The material will be placed at four existing artificial reefs, including the Oregon Inlet Reef, the location of the Zane Grey wreck. All of these are already established reefs, some with a longer history than others. So when the new bridge pieces are finally in the water, it shouldn’t take long for fish to move in. Peters says it will be an “oasis” for transient fish.
“University studies have indicated that fish can recruit to new artificial reef material within a matter of hours. Of course, those might not be resident at the time, but they will start to utilize the reef very, very quickly.”
Establishing a biological community takes a little longer.
“In the summertime, there’s typically more spawning invertebrates and that sort of develops the basis of a biological community. You get your sponges, your algae, your corals and those sessile invertebrate organisms again provide the basis for that biological community and then once you’ve established that, your resident fish start to move in. That can take a couple of months.”
But it could take years before the reefs become well-established and thriving ecosystems. Take artificial reef 145 for example. It’s located about nine nautical miles from Oregon Inlet. It’s the final resting place of the 185 foot vessel “Advance II”, a 115 foot landing craft, and two Coast Guard aircraft. Diver Pam Landrum recalls diving at the site last year.
“Corals, local corals, not as much growth on it, there was definitely some, because it was sunk in 1994. But it’s covered with fish. There were so many fish that you almost couldn’t see the wreck through the fish.”
AR-145 and all of the artificial reefs near Oregon Inlet are about the same size. Each site is circular in nature with a diameter of a half nautical mile.
As for a timeline on the Bonner Bridge reef enhancements, construction to the replacement span is slated to start this March and take about 30 months to complete. When it’s finished, the Bonner Bridge will be demolished and the material will be placed at the proposed reef sites. Artificial Reef Coordinator Peters says that could begin as early as Fall of 2018.

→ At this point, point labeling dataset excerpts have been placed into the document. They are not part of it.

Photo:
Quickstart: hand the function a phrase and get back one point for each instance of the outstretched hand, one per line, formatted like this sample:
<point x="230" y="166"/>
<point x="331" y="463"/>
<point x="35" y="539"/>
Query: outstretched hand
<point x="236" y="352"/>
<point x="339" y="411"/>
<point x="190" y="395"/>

“Of course, that’s all very ballpark because as we know, Oregon Inlet is kind of a nasty beast sometimes, and this is all very weather dependent.”
The next step in the process is a public hearing on the proposal. The meeting will take place February 8th at 6pm at the Dare County Administrative Building.

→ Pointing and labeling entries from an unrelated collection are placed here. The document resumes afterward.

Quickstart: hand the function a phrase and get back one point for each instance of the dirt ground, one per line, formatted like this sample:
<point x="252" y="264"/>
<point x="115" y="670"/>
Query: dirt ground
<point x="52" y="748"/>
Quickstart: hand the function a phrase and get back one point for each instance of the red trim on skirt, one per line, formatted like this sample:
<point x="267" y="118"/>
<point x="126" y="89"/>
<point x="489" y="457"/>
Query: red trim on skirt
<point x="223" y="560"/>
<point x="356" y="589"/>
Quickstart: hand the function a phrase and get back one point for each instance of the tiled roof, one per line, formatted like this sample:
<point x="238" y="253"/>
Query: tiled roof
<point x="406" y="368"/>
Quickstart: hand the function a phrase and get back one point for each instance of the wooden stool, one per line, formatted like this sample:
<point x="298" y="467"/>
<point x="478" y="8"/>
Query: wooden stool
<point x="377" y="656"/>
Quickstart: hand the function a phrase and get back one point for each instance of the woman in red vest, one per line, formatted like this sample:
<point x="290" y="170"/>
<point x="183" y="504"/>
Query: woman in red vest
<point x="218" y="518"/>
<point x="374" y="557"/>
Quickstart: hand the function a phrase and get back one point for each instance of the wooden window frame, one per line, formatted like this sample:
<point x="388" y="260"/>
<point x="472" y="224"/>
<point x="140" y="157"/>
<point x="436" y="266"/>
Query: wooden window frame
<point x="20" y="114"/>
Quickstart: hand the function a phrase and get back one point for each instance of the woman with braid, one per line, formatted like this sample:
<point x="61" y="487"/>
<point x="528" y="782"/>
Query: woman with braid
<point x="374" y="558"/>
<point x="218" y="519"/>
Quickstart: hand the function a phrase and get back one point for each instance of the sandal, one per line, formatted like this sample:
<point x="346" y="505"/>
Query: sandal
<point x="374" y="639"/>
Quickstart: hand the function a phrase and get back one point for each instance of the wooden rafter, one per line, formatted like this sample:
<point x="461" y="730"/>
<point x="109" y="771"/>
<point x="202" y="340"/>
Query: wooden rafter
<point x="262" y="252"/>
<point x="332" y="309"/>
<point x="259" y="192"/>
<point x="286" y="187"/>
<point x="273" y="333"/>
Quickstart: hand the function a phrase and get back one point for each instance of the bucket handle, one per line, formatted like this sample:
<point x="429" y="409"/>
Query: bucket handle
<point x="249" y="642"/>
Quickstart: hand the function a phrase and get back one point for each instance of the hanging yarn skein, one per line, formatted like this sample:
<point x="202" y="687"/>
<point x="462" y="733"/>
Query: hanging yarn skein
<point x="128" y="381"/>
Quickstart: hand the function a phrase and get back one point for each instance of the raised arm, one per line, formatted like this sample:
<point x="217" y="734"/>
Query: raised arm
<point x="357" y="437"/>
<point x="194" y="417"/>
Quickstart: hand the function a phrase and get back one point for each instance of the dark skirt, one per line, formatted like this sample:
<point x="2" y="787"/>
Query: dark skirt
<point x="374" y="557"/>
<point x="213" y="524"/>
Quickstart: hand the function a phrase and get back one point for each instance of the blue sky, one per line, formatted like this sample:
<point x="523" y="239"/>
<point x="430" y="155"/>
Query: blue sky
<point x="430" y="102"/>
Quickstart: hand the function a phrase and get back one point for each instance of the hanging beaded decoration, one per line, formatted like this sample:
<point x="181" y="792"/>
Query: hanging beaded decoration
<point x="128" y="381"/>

“So this will be more of a public information session to let folks know that this is going to happen, we are enhancing the reefs up there, the material isn’t going to a landfill and sort of get people’s feelings and opinions on that.”
Peters says they are hoping to hear feedback as to which sites need the most enhancement. Diver Pam Landrum says she’s excited about the project.

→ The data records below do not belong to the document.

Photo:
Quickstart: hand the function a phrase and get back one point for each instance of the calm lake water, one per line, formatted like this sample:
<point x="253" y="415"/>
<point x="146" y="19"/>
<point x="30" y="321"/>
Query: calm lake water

“I think it’s awesome, it helps the state’s economy, it helps the health of the ocean by creating more habitat for fish, so I think it’s a wonderful thing.”
It’s not the first time bridge pieces have been used to build a reef. In 2012, NCDOT donated 8,000 tons of material from the old Buddy Phillips Bridge to construct a 31-acre reef in the New River, between Jacksonville and Sneads Ferry. If DOT had put the material into a landfill, it would have cost $75 a dump truck load, or $590,000.